El proyecto, denominado “Zero Waste: Edinburgh and Midlothian”, para el tratamiento de hasta 155.000 toneladas anuales de basura residual de los dos ayuntamientos escoceses, supondrá una inversión de 161 millones de euros (142,1 millones de libras), financiados mediante el aporte de capital por FCC y deuda bancaria sin recurso.

FCC se encargará del diseño, financiación, construcción y operación de una nueva planta de reciclaje y de valorización energética en el concejo de Millerhill (Midlothian), situado a las afueras de Edimburgo.

El acuerdo prevé un periodo de construcción de 30 meses (primavera de 2019), seguido de un plazo de operación para los siguientes 25 años, ha informado hoy el grupo español en un comunicado.

Las instalaciones procesarán al año cerca de 135.000 toneladas de residuos de Edimburgo y del ayuntamiento vecino de Midlothian, así como 20.000 toneladas anuales adicionales de residuos comerciales e industriales.

La valorización energética de los materiales recogidos permitirá suministrar electricidad para cerca de 27.000 hogares y se alcanzará un potencial suficiente para proporcionar calor a las redes locales de calefacción, ha explicado FCC en su nota.

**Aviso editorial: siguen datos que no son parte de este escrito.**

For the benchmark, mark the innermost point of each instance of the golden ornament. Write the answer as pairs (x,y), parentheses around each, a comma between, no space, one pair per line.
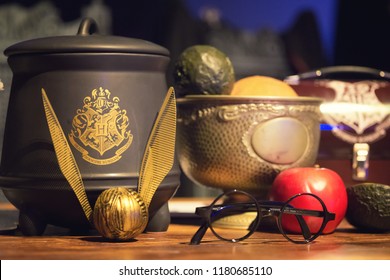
(120,214)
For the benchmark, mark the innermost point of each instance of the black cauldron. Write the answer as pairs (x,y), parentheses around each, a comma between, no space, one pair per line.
(106,92)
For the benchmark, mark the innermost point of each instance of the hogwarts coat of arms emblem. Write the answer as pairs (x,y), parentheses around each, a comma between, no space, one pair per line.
(100,129)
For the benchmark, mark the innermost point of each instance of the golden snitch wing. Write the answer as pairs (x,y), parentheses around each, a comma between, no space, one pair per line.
(65,157)
(160,150)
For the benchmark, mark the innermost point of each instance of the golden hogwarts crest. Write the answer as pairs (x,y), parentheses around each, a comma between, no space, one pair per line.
(100,130)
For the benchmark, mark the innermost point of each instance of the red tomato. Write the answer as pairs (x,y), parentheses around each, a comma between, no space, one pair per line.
(323,182)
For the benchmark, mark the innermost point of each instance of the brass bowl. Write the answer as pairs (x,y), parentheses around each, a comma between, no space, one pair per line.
(229,142)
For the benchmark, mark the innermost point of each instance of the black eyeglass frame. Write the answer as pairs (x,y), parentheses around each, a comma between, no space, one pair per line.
(271,207)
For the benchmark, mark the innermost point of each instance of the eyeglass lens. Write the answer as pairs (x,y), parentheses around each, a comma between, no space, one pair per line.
(234,216)
(302,218)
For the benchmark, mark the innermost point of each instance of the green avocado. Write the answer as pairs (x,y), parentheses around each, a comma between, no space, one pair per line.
(203,69)
(369,206)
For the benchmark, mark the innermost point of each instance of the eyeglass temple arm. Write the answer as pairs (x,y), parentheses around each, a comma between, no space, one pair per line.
(195,240)
(305,229)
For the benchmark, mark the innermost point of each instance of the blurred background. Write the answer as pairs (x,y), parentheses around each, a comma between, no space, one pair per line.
(275,38)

Además, la basura recibida en la planta será previamente tratada para recuperar y separar metales férricos, con gran cantidad de hierro, y no férricos, como aluminio o cobre.

El centro creará hasta 40 puestos de trabajo una vez comience con sus actividades operativas y está previsto que emplee entre 300 y 350 personas en la fase de construcción.

Según el director general de FCC Medio Ambiente Internacional, Antonio Alfonso, el contrato de Edimburgo y Midlothian representa “otro importante paso adelante” en el crecimiento de la compañía como socio global de municipios y autoridades que desean afrontar los desafíos medioambientales y conseguir los objetivos europeos marcados de Economía Circular.

Con este contrato, FCC refuerza su presencia en el Reino Unido, donde presta servicios desde 1989, y reafirma su carácter internacional, ha añadido.

En la actualidad, el grupo opera con instalaciones de valorización energética de residuos en diversos condados del Reino Unido (Buckinghamshire, Lincolnshire, Kent, Nottinghamshire y Worcestershire -esta última en construcción-), Austria y España.